After visiting Vietnam for the first time over three years ago I've read many books about Vietnam, mostly focusing on the history in Vietnam since 1945. The best are:
- "A Bright Shining Lie: John Paul Vann and America in Vietnam" by Neil Sheehan. An absolutely outstanding non-fiction account of American involvement in Vietnam. It follows John Paul Vann, an early US Army adviser to the South, through his nearly 10 years in Vietnam. Vann was an early critic of US and Southern tactics and strategy. It reads like a novel, with extraordinarily deft prose. This book won Sheehan the Pulitzer Prize in 1989.
- "When Heaven and Earth Changed Places" by Le Ly Hayslip. This is the autobiography of a woman caught in the middle of the conflict, quite literally, in the mid-section of Vietnam near Da Nang. She recounts in harrowing detail she and her family's fight for survival over 20 years of conflict. A fabulous book written from a perspective I had never heard from before.
- "The Things They Carried" by Tim O'Brien. This book is a mix between fiction and non-fiction autobiography. O'Brien draws on his experience as a soldier in Vietnam to write stories that illustrate with great power the realities and feelings of his characters.
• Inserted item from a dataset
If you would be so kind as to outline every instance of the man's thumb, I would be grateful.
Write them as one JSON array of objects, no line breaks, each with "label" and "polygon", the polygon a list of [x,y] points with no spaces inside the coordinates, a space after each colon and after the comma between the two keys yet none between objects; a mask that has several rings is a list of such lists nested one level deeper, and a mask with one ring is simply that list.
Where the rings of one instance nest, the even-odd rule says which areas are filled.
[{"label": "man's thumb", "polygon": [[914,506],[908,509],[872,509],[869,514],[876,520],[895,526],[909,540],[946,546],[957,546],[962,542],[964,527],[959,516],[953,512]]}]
The imagery and cadence is riveting and poetic. For example:
"They carried all the emotional baggage of men who might die. Grief, terror, love, longing--these were intangibles, but the intangibles had their own mass and specific gravity, they had tangible weight. They carried shameful memories. They carried the common secret of cowardice.... Men killed, and died, because they were embarrassed not to."
- "Fields of Fire" by James Webb. Another work of fiction, but drawn on real experiences. Webb was a young Marine officer in Vietnam and spins a tale of men at war in a conflict that seems pointless and crazy. Webb spends a lot of time developing his characters, and action unfolds against the backdrop of the color he as given us -- people react to situations and each other according to their personalities. It's a powerful drama. Tom Wolfe gave it high praise when he said “In my opinion, the finest of the Vietnam novels.” An interesting side note is that Webb was Secretary of the Navy in the Reagan Administration. Last fall he was elected to the US Senate from Virginia.
- "Street Without Joy: The French Debacle in Indochina" by Bernard Fall. Written shortly after the fall of Dien Bien Phu in 1954, Fall recounts French frustrations and ultimate defeat in Vietnam in the "First Indochina War." Fall was a French journalist and academic and often traveled with the troops. I found the book a bit dull and poorly written, but the historical context is fascinating. The French experience was eerily prescient of the American one in the "Second Indochina War" 10 years later. Bernard Fall ultimately was killed by a land mine while accompanying American troops on patrol in 1967.
- "The Quiet American" by Graham Greene. A classic work of fiction also written in the 1950s. This is the first and only book I've read by Graham Greene. His worldview can be quite dark at times, but I found the book ultimately uplifting. Greene has a lot of things to say about life and the meaning we draw from it.
Conspicuously absent from this list are books written from the Vietnamese soldier's perspective. I currently have on my nightstand "The Sorrow of War" by Bao Ninh. It is another fictional account, but written by drawing on Ninh's personal experiences as a Northern soldier during the conflict.
I'd love to hear if My Public has read other books they can recommend about Vietnam and its history. I'm particularly interested in a book that details Vietnam's history prior to 1945, including the dynasties, history with China and beginning of French involvement.